Poeta de renome, Aricy Curvello também exibe um lado desbravador e viajeiro. No período em que residiu em Porto Trombetas, no noroeste do Pará, intuiu desde logo que ali estava uma região virgem para curiosas e interessantes pesquisas, em especial no campo arqueológico. Iniciou, então, atentas excursões pelas perigosas bordas da floresta, andando pelas margens desertas do Lago Batata, enfrentando a lama, os espinhos, as cobras, os terríveis insetos, as chuvas repentinas, o sol inclemente e até as chacotas de alguns colegas “pragmáticos”. Não tardou a encontrar materiais arqueológicos, cerâmicos e líticos, de evidente valor científico, salvando boa quantidade de peças, fato registrado, na época, pelo “Jornal da Vale” (Cia. Vale do Rio Doce) e pela revista “Manchete” (Rio de Janeiro).

Nessas buscas solitárias, juntou cerca de 450 peças de cerâmica e 15 de pedra, inclusive um ídolo valiosíssimo. Num ato de puro desprendimento, doou o conjunto de achados ao Museu de História Natural da Universidade Federal de Minas Gerais (UFMG), onde foi submetido a todos os testes científicos de praxe e devidamente autenticado. O curador do Museu, arqueólogo Carlos Magno Guimarães, constatou que os objetos pertenciam à cultura Konduri, uma das três mais importantes culturas pré-históricas da Amazônia brasileira e que lá floresceu do século I ao século XV de nossa era. Para complementar o trabalho, o arqueólogo elaborou minucioso ensaio analítico e descritivo do material, analisando e descrevendo cada peça (material, dimensões, configuração, resquício de tintas, presumível idade, etc.), além de estabelecer suas finalidades e seus objetivos mais lógicos. O ensaio foi publicado, em 1985, com todas as ilustrações nos “Arquivos do Museu de História Natural da UFMG”. Em 1992, o cientista francês André Prous, um dos maiores conhecedores da Pré-História brasileira, estampou diversas peças da coleção no importante livro-guia ou livro-síntese “Arqueologia Brasileira”, a ela fazendo várias referências. O ídolo de pedra (esteatita) é a vedete do conjunto, existindo apenas doze conhecidos, dentre os quais este tem as maiores dimensões.

Diante da importância documental e da grande variedade, o conjunto foi considerado uma “Coleção”, recebendo o nome de seu descobridor, Aricy Curvello, e integrado em definitivo ao acervo arqueológico do Museu e, em conseqüência, à arqueologia nacional.
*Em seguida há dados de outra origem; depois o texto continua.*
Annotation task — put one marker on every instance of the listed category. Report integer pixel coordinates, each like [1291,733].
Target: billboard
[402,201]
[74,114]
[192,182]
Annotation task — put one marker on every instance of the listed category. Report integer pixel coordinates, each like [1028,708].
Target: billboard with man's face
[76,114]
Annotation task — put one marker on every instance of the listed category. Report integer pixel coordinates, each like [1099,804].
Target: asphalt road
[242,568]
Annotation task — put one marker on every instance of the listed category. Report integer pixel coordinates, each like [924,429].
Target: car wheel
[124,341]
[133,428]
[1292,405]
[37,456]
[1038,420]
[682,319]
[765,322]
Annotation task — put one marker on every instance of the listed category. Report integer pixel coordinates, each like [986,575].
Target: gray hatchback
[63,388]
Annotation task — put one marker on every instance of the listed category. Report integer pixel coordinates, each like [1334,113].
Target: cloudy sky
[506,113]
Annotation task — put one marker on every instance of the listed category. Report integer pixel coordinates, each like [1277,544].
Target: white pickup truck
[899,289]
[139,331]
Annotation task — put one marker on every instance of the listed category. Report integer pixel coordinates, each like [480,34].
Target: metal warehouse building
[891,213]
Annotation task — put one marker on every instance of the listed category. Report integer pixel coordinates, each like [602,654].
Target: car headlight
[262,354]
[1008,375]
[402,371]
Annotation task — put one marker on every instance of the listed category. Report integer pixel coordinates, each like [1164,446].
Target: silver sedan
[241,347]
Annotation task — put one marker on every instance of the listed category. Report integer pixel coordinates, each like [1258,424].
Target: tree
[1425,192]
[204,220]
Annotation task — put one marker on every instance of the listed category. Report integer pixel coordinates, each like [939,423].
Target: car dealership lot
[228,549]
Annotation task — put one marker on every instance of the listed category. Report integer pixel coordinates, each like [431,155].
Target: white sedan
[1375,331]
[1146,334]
Com a publicação do ensaio e das referências em importantes obras especializadas, a comunidade científica tomou conhecimento da Coleção e dos novos elementos de informação que ela veio trazer sobre a cultura Konduri. Desde então tem sido visitada, estudada e admirada pelos estudiosos de vários ramos da ciência, alunos de todos os graus e curiosos em geral. A sensibilidade própria dos poetas revelou, mais uma vez, que vale seguir a intuição, mesmo porque ela às vezes funciona como a inspiração que leva ao poema. Nessa época, Aricy Curvello compunha o poema “O Acampamento”, uma de suas mais festejadas criações. Por inexplicável coincidência, seu nome se ligava para sempre à ciência, enquanto esse belo poema o prendia com laços permanentes à Amazônia e seus mistérios. Era a mestra vida tecendo em silêncio os seus insondáveis fios.

Como nasce o poema ?
 

O mecanismo que faz nascer o poema na mente do poeta é um dos maiores mistérios da criação literária . Onde germina a idéia, como se forma, de que maneira o sentimento e a técnica se unem para colocar em palavras as idéias são perguntas que nunca encontraram respostas satisfatórias . Estudiosos de várias áreas têm investigado a questão e os poetas, tantas vezes surpresos diante da própria obra, rebuscam em si mesmos as explicações. Aricy Curvello, um dos mais expressivos poetas das novas gerações, autor de vários livros e colaborador de importantes revistas literárias do país e do exterior, também se submeteu a esse questionamento e escreveu, talvez para ele mesmo, as conclusões a que chegou.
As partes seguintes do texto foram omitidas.